Comment 6 Juhani Mäkelä 2009-12-04 16:25:25 UTC

> Hi, sorry for long delay.
> I dont get any output from the command.

That's OK. This means then that you do not have a client certificate installed
(for Wifi-purpose anyway), and hence it's perfectly natural that the WLAN
Connection setup shows you an empty list of client certificates to choose from.

So the question is, is there some variation of the PEAP/MSCHAPv2 authentication
that's supposed to work without client certificates.
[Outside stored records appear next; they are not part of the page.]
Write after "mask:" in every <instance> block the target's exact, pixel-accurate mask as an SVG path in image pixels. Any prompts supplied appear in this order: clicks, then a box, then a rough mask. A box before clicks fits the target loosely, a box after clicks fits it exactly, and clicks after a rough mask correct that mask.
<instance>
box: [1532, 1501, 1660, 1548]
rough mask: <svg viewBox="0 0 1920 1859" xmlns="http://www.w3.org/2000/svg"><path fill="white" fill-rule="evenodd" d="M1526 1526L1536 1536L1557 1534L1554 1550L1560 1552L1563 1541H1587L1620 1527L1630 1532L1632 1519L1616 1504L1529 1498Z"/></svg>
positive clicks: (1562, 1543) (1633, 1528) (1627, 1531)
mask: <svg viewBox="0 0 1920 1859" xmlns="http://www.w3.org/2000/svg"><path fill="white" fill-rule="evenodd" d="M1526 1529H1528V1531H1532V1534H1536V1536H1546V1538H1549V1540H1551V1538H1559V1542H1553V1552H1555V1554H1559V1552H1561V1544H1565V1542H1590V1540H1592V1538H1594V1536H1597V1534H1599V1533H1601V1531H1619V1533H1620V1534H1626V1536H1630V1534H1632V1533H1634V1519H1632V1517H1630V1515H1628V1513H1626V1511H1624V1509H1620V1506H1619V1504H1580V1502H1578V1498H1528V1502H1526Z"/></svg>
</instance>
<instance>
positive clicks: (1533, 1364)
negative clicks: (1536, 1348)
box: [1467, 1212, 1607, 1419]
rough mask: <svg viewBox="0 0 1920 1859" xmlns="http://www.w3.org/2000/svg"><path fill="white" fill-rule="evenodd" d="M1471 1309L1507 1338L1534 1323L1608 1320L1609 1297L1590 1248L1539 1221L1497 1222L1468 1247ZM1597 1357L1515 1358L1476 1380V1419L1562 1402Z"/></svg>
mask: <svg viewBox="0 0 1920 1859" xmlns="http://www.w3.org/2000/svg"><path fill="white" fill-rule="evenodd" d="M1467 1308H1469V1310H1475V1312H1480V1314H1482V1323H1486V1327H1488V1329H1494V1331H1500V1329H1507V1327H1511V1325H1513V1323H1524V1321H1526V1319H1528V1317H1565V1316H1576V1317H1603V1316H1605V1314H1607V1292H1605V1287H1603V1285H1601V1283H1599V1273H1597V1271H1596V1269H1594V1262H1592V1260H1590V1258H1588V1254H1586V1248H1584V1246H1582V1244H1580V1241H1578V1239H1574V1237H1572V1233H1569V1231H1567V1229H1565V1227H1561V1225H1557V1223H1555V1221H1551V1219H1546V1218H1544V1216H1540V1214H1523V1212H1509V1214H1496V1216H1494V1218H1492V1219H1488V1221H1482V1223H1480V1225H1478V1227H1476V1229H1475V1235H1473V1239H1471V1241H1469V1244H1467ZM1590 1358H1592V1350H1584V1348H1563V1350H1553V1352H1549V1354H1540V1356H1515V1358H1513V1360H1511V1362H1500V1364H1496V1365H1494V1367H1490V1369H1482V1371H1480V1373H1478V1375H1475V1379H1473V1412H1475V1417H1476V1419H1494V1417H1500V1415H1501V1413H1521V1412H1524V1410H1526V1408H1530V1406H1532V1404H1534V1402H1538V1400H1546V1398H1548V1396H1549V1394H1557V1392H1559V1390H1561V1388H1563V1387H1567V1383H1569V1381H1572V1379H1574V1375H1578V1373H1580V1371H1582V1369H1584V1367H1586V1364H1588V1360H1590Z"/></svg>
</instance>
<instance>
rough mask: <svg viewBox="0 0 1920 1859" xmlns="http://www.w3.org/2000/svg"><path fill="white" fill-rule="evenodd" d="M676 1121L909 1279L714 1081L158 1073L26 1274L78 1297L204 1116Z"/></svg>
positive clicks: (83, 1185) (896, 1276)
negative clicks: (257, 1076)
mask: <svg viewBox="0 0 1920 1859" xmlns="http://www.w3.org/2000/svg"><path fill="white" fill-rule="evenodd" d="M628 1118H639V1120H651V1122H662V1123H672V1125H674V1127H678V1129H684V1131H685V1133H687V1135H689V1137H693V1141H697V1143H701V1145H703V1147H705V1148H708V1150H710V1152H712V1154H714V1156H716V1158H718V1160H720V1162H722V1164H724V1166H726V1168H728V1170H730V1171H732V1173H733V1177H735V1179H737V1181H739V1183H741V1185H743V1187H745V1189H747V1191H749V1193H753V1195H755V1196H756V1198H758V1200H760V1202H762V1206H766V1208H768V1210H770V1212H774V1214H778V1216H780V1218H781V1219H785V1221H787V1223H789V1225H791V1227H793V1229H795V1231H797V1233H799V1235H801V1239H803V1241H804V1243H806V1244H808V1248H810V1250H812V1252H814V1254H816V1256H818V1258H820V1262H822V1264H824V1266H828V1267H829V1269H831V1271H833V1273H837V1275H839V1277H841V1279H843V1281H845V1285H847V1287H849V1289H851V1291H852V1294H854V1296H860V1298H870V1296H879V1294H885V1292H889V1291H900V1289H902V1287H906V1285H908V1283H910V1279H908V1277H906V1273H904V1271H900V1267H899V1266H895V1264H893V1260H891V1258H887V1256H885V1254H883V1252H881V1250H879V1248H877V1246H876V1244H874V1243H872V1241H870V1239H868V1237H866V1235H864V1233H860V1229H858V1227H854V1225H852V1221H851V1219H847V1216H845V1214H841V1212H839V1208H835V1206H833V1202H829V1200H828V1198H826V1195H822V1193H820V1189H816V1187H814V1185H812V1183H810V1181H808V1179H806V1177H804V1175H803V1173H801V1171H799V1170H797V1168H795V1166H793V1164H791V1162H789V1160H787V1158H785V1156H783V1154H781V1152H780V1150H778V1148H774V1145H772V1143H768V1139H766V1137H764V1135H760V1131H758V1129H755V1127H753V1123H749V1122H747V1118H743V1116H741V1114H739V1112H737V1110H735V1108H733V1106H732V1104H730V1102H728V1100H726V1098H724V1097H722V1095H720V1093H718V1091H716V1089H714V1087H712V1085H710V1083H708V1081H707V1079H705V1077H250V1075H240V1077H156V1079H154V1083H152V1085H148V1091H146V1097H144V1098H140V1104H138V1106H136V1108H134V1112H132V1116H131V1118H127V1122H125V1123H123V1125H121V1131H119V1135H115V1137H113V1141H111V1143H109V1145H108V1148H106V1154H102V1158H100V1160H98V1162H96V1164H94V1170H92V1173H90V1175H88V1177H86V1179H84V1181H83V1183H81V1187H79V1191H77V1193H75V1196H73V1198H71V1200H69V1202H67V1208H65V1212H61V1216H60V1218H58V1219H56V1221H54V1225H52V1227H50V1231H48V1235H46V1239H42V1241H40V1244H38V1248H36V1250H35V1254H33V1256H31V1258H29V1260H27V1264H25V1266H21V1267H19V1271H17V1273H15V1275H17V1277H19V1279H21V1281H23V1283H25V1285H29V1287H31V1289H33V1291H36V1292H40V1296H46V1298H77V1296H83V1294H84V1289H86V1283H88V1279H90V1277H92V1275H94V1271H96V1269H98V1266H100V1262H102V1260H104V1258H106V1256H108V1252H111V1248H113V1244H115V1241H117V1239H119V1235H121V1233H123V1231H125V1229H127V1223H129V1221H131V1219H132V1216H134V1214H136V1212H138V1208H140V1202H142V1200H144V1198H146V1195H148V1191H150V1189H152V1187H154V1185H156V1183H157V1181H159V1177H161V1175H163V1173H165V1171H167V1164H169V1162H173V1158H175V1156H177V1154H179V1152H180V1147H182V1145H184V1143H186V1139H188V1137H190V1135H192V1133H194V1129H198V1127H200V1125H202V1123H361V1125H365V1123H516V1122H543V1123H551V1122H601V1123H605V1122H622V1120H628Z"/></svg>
I don't know, maybe Janne
does. But if the access point requires a client certificate, than you must have
one in order to get authenticated.

(In reply to comment #6)
> > Hi, sorry for long delay.
> > I dont get any output from the command.
> 
> That's OK. This means then that you do not have a client certificate installed
> (for Wifi-purpose anyway), and hence it's perfectly natural that the WLAN
> Connection setup shows you an empty list of client certificates to choose from.
> 
> So the question is, is there some variation of the PEAP/MSCHAPv2 authentication
> that's supposed to work without client certificates. I don't know, maybe Janne
> does. But if the access point requires a client certificate, than you must have
> one in order to get authenticated.
> 

(In reply to comment #6)
> > Hi, sorry for long delay.
> > I dont get any output from the command.
> 
> That's OK. This means then that you do not have a client certificate installed
> (for Wifi-purpose anyway), and hence it's perfectly natural that the WLAN
> Connection setup shows you an empty list of client certificates to choose from.
> 
> So the question is, is there some variation of the PEAP/MSCHAPv2 authentication
> that's supposed to work without client certificates. I don't know, maybe Janne
> does. But if the access point requires a client certificate, than you must have
> one in order to get authenticated.
> 

Hi,

First of all. I am now able to connect eduroam with my N900. It works. 

The cause of mixup was: In all the eduroam configuration guides, you need to
choose CA certificate (for example in: http://www.eduroam.no/klient/nokia.html
)
But in N900 all root certificates works (I assume) without selecting the one
needed.

The real problem for me was that in EAP PEAP MSCHAPv2 you need to define user
name twice (username is also in advanced settings and there was a mismatch in
my case...)

So I can verify that eduroam works with N900 and Maemo 5.0.

Kiitos ja anteeksi :-)

T:Janne

Comment 8 Janne Ylälehto 2009-12-07 09:48:58 UTC

(In reply to comment #7)
> (In reply to comment #6)
> > > Hi, sorry for long delay.
> > > I dont get any output from the command.
> > 
> > That's OK. This means then that you do not have a client certificate installed
> > (for Wifi-purpose anyway), and hence it's perfectly natural that the WLAN
> > Connection setup shows you an empty list of client certificates to choose from.
> > 
> > So the question is, is there some variation of the PEAP/MSCHAPv2 authentication
> > that's supposed to work without client certificates. I don't know, maybe Janne
> > does. But if the access point requires a client certificate, than you must have
> > one in order to get authenticated.

Confirming that both ways can be used, with and without client certificate.

> But in N900 all root certificates works (I assume) without selecting the one
> needed.

Yes, we thought that is more user friendly :)

>> So I can verify that eduroam works with N900 and Maemo 5.0.
> Kiitos ja anteeksi :-)
> T:Janne

No problem. Good that you can use it now.

Br, Janne Y.

Comment 9 Andre Klapper 2010-06-28 10:24:24 UTC

Closing as WORKSFORME as per last comments.

i have the exact same issue. i have a certificate installed. put all options
for my WLAN. i have to choose a certificate and i get nothing in the list.

i checked if it is in the certificate manager it appears but not listed.

i tried the command posted here and i got nothing. This is definitely a bug!